Inspiration can be found in many places. For David Mamet’s ‘American Buffalo,’ it was during a poker game. Both as a 1975 play and a 1996 dramatic film, the logline could easily read ‘betrayal and bitterness collide when three losers devise a plan to rob a junk shop.’ As a Pulitzer Prize winner for Glengarry Ross, one of the tenets Mamet’s MasterCraft teaches students, is how to use life’s peculiar moments as the foundation for dramatic art. Chronicling events that occur in everyday life, make for good storytelling. Here you will learn his structure for drama, the subtleties of dialogue, and discover your unique voice so important in this cookie-cutter world. In lessons 2 and 3, Mamet discusses the purpose of drama and the importance of entertaining and not teaching. His belief that a writer’s job is to craft a story in simple terms, mirrors Aristotle’s teaching in Poetics.

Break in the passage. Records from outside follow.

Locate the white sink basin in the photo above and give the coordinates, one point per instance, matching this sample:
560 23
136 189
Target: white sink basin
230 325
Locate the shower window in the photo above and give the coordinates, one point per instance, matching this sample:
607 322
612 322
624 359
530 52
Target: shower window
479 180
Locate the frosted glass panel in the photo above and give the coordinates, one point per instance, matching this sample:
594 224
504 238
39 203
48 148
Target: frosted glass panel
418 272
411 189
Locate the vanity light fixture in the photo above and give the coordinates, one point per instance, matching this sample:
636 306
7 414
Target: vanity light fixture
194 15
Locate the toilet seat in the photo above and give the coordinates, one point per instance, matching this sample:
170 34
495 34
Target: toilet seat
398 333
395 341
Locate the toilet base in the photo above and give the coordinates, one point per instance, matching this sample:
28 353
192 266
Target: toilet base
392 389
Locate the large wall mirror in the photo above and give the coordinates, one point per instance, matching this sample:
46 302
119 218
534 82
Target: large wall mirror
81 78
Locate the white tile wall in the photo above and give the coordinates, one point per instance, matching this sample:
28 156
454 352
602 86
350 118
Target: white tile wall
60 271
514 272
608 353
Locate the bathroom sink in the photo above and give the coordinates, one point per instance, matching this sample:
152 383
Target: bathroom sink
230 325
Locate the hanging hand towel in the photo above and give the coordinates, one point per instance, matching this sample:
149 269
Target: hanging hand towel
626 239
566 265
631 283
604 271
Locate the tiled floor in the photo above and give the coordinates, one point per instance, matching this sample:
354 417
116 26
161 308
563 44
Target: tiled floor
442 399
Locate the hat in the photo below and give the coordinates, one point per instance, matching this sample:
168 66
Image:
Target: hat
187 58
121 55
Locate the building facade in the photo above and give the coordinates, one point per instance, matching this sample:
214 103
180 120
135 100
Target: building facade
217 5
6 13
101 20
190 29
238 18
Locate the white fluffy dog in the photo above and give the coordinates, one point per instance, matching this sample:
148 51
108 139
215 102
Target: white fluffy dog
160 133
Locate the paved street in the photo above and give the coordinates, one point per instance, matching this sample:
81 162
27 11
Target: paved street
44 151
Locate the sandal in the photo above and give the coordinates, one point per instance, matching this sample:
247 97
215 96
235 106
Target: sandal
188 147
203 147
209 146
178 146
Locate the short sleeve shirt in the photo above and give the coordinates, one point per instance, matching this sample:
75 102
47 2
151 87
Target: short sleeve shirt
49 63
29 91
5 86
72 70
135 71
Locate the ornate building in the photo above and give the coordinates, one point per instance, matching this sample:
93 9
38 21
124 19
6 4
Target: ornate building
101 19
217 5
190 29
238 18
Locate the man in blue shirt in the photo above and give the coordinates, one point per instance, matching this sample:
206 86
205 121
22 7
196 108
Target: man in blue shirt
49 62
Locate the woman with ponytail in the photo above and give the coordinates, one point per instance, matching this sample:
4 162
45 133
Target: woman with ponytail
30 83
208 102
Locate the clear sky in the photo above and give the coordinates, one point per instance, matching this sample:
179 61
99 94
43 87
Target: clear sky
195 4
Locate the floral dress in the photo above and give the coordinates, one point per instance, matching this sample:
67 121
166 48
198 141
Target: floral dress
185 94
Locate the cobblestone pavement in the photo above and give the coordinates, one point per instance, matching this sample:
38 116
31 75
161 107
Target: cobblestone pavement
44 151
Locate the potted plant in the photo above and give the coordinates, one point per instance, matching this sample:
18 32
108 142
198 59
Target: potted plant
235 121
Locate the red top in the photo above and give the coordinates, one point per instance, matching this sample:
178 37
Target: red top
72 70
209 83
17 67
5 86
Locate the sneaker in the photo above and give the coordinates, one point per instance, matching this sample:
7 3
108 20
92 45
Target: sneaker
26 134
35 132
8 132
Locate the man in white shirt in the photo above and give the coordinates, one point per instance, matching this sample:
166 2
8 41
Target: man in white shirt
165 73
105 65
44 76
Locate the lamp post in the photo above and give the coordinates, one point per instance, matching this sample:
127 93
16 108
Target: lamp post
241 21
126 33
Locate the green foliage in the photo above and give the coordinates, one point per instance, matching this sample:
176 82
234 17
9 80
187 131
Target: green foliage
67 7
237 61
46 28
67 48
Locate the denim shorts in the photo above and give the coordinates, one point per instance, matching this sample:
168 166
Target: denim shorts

As to be expected, lessons include Ideas for Storytelling, developing your Characters, the elements of Plot, Scenes, and the Writing Process. One of the most difficult writing lessons for newbies is, to show it not just say it. Learning how to minimize exposition and narration in your script is taught in lesson 15. Throughout his MasterCraft course of 26 lessons, Mamet references Glengarry Ross and American Buffalo at specific teaching points. Probably one of the most important take-aways most writers face from time to time, is how to overcome self- doubt. With a Pulitzer Prize to his long list of credits, he obviously knows how to do that as well as write compelling drama.